Als Historiker steht mir klar vor Augen, dass der Wohlstand unserer Heimat so europäisch wie heute zuletzt um das Jahr 1400 war, als an der Schwarzen Kirche gebaut wurde oder um das Jahr 1900, als das Gebäude, in dem wir uns befinden, als Sitz eines sächsischen Geldinstituts, der Nationalbank A.G, neu aufgebaut wurde und eines der Symbole in der Stadt war für den Aufschwung einer modernen und europäisch vernetzten Wirtschaft“.

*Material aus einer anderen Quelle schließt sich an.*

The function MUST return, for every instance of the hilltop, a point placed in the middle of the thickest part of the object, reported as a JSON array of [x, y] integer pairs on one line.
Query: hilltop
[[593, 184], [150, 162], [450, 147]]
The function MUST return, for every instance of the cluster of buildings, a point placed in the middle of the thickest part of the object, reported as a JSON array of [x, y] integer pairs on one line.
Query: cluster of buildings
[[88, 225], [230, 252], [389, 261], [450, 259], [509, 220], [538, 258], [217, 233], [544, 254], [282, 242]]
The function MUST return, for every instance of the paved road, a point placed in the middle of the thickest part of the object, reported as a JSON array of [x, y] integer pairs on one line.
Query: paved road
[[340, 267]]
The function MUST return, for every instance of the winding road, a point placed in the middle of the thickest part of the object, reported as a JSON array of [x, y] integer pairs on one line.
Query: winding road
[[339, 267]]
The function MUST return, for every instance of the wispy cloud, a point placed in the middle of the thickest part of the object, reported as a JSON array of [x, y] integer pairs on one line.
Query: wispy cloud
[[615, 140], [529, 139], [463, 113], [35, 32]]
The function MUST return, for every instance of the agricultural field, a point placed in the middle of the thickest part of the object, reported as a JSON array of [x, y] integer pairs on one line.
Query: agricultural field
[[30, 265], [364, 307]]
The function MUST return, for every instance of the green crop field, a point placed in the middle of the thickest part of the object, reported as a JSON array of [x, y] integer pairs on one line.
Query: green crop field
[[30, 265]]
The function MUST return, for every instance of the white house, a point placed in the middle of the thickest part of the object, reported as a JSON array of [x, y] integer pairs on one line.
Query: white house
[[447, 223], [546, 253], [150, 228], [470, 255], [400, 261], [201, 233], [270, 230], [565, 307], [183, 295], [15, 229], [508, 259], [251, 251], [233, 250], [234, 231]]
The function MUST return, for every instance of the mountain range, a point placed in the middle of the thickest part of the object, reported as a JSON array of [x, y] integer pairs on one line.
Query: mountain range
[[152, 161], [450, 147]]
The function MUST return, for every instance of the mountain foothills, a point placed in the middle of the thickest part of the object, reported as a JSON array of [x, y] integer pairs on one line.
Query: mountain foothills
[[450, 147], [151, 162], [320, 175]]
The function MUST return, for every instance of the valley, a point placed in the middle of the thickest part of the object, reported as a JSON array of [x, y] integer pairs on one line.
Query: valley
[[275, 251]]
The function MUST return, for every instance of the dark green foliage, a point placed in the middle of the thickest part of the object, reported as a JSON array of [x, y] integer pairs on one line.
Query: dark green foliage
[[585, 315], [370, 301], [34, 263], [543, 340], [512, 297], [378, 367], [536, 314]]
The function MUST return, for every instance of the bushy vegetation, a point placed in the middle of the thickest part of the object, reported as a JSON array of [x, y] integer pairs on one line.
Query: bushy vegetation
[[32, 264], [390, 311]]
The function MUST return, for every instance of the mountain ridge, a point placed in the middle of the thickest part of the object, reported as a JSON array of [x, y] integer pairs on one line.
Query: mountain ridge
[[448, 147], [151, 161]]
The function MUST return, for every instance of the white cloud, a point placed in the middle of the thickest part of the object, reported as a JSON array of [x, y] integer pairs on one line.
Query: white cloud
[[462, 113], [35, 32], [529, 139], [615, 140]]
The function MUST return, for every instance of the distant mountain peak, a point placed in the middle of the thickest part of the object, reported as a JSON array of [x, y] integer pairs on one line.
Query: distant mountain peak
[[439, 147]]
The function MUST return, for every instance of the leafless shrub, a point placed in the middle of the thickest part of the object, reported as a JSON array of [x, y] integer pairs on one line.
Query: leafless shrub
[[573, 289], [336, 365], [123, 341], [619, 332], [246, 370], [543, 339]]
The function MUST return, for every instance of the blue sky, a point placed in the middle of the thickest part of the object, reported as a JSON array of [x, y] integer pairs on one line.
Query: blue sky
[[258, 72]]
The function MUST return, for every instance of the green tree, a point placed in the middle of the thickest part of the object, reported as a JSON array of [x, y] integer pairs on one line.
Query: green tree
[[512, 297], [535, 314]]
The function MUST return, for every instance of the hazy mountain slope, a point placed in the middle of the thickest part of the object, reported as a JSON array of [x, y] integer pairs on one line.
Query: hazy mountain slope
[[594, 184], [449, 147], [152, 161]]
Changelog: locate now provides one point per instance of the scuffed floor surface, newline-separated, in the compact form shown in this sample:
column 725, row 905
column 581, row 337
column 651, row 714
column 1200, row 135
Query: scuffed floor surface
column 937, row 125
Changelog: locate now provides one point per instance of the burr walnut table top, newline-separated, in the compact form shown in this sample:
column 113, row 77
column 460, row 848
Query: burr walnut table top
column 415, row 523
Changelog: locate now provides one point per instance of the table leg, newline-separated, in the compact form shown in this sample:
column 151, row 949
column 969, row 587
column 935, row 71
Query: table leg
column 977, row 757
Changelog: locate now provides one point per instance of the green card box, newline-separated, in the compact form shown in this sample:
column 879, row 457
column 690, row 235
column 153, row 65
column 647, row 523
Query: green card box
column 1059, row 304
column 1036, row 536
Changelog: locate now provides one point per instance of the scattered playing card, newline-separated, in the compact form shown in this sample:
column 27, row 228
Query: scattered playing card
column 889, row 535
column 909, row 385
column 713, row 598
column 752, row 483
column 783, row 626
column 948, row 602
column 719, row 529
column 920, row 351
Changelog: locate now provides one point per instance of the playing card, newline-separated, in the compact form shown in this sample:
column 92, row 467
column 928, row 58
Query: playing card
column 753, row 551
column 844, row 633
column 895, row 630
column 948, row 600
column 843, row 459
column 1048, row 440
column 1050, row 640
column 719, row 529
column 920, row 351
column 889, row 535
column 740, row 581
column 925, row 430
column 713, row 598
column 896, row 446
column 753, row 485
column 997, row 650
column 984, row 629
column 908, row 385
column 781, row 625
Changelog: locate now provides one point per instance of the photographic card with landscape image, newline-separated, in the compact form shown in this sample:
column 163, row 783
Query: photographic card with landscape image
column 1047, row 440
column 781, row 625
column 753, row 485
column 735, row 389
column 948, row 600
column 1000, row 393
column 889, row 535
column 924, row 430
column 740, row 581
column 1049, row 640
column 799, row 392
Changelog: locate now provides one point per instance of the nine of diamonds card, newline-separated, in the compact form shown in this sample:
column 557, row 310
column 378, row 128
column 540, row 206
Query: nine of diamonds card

Roxana Florescu, Leiterin des Kronstädter Kulturzentrums, das in diesem Jahr sein 20. Jubiläum feiert, ging in ihrer Rede auf die Wichtigkeit von Kunst und Kultur ein. „Für mich, nach 20 Jahren Kulturarbeit, ist es wichtig zu bemerken, dass sich enorm viel in der Kronstädter Kulturszene entwickelt hat. Kulturelle Einrichtungen sind gegründet worden, manche haben sich auf dieser Bühne etabliert, andere haben widrige Zeiten nicht überlebt, es sind Partnerschaften entstanden, auch dort, wo es vor zwei Jahrzehnten als unmöglich erschien, es gibt neue Fördermöglichkeiten, andere Mittel wurden gekürzt. Die Kulturszene ist ein lebendiger Bereich, immer wieder in Entwicklung. Durch Synergien zwischen Kultur und andere Wissensbereiche entstehen neue Möglichkeiten, manche werden wahrgenommen, andere nicht. Wir befinden uns gerade in einem Punkt, wo mir Kulturarbeit als besonders wichtig erscheint. Selbst wenn die Provokationen aus anderen Bereichen kommen, sollte Kulturarbeit nicht unterschätzt werden. Denn gerade Kunst und Kultur sind es, die uns ermöglichen, den Blick frei nach hinten zu werfen, zu gucken, was war, um den Neuanfang zu wagen“.
Kunst war es auch, die die Veranstaltung schön umrandete. Der Auftritt der Jugendblaskapelle auf der Purzengasse erfreute nicht nur die Gäste, sondern auch die Kronstädter, die sich am Abend des 28. März in der Innenstadt befanden. Und die musikalische Darbietung der Künstler Zeyla Tomlyn und Yekta aka Mircea Ardeleanu, die dem begeisterten Publikum Songs aus dem neuen Album „White Cat“ vorstellten, war eine Freude und sorgte für die schönsten Momente des diesjährigen Frühlingsempfangs.